“At first, God gave the judgement of death upon man, when he should transgresse, absolutely, Morte morieris, Thou shalt surely dye: The woman in her Dialogue with the Serpent, she mollifies it, Ne fortè moriamur, perchance, if we eate, we may die; and then the Devill is as peremptory on the other side, Nequaquam moriemini, do what you will, surely you shall not die; And now God in this Text comes to his reply, Quis est homo, shall they not die? Give me but one instance, but one exception to this rule, What man is hee that liveth, and shall not see death? Let no man, no woman, no devill offer a Ne fortè, (perchance we may dye) much lesse a Nequaquam, (surely we shall not dye) except he be provided of an answer to this question, except he can give an instance against this generall, except he can produce that mans name, and history, that hath lived, and shall not see death.

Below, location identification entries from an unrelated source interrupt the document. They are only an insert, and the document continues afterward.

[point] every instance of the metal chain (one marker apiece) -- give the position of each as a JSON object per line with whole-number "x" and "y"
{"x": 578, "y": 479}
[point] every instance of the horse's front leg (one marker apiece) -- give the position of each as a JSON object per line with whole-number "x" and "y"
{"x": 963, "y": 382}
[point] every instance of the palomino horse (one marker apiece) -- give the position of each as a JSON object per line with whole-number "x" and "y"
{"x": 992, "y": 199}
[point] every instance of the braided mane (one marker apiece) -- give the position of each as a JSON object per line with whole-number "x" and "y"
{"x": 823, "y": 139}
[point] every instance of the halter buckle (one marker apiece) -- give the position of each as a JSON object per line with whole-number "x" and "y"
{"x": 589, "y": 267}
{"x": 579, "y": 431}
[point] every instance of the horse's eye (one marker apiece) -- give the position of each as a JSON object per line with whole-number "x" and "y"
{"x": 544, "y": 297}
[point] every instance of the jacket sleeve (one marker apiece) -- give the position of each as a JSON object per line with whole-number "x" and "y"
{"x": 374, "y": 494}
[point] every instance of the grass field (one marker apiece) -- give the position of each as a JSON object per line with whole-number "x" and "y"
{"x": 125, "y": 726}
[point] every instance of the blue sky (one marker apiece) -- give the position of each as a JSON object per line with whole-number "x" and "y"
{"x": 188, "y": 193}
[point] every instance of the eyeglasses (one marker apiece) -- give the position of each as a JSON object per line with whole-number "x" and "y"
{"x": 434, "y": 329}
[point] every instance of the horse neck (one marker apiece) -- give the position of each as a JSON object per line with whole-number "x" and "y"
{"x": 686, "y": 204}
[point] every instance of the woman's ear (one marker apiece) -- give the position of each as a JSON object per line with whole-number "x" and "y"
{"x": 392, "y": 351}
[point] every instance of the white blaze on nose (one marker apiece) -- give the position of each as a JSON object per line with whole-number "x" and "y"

Wee are all conceived in close Prison; in our Mothers wombes, we are close Prisoners all; when we are borne, we are borne but to the liberty of the house; Prisoners still, though within larger walls; and then all our life is but a going out to the place of Execution, to death.”
And so Donna Summer has not gone out to the place of Execution, trailing behind her my early twenties in Shreveport, Louisiana. But I’m going to take the serpent’s side of the argument, here. Whatever it was we ate (or sniffed, or smoked) back then, it made more sense to think Nequaquam moriemini than to think God would strike us down for discovering the toy store of our own bodies, since it was the demiurge that had stocked it. And this was a discovery that required a certain toy music. It was a delicate kind of thing, this music, as certainly really good toy’s are: containing just that small bit of unheimlichkeit which inhabits the doll, the clown, and the windup figure, reminiscent of that infantile moment when the line is blurred between what is living and what isn’t, when the categories aren’t fixed and the dreams aren’t quite captured and pent by the circle made by sleep. The Giorgio Moroder thump and the old Phil Spector echo effect made a space for a certain kind of voice, one that varied the diva aspiration to filling the song: this voice emptied it.
At the time, I had begun living in one of those classic small Southern towns where the old Dixie hierarchies still gamely held, and in holding distorted themselves into all kind of grotesqueness. Shreveport was like a weird combination of a Walker Percy novel and Midnight in the Garden of Good and Evil. It was a perfect outpost, actually, to watch the American system warp. And the perfect outpost within that outpost was the Florentine club, until it was finally blown up. Or so I heard. It was a combination disco and gay bar, and gay bars in the backwater South tend to be under attack, especially in 1979.
I don’t think any American craze has been hated quite as much as disco, for it combined all the unpleasant reminders that the old American verities (which went all the way baaaack baaack baaack to … 1945) were disconnected from reality: blue collar masculinity was a joke (prefigured by YMCA, and instantiated in the 80s by a leveraged buyout culture and a political leadership that had the knives out for the unions); heterosexuality was a joke; and not only had the doors of perception been kicked open by drugs, but we had all been unceremoniously hustled through them by an increasingly ominipotent media and ‘information economy’ (that produces anything but information that you, well, actually need), so that by this time it was already apparent that a rose was not a rose and not a rose – at best, it was a prop to be photographed for an advertisement to get you to buy a rose. As for American might – disco seemed not so much to criticize it, like the New Left in the 60s, as to ignore it, as though it didn’t exist at all. And if America wasn’t mighty, what was it?
Well, one answer was that it was place to get high on whatever was at hand, dance, and fuck, as much as possible. Hot stuff baby this evening.
Myself, I’ve always been more the bold boy in my head than out of it. I confined myself mostly to dancing. I was first taken to the Florentine by Dean, one of the first people who befriended me at the college I began attending in Shreveport. Dean had a major crush on me – which was not as flattering as it seems, since Dean eventually had a major crush on every straight guy that he met. But I owe him the trip to the Florentine, because after Dean, I began to go there, almost every night, with Cathy. We were both touched by some faint 70s version of the St.Vitus mania, and it played itself out under Rick James’ Superfreak, the Sugar Hill Gang’s Rapper’s Delight, and every word that fell from the mouth of La Donna S.
This account rather compresses the dance years in one way: it was actually Dyretta who taught me, in as much as I am teachable in this department, to dance. Dyretta, much to her regret, could not drain that thing in me that irresistibly went to the freak – as Dyretta said, the white boy’s dance. The old Adam, here, try as he would, could not change for the New Eve. But she did her best to introduce me to what was up, and I responded in kind: she turned me on to the Sugar Hill gang, and I gave her, for her birthday, the Collected Poems of T.S. Eliot. A wholly satisfactory exchange.
The dance years finally came to an end when I went for a year to France, to study in Montpellier. They were succeeded, in the 80s, by the much different Talking Heads years, and New Orleans. And Donna Summer’s voice is not one I listen to very much anymore. But I am sad, sad, sad that she is dead. She crowned a better decade.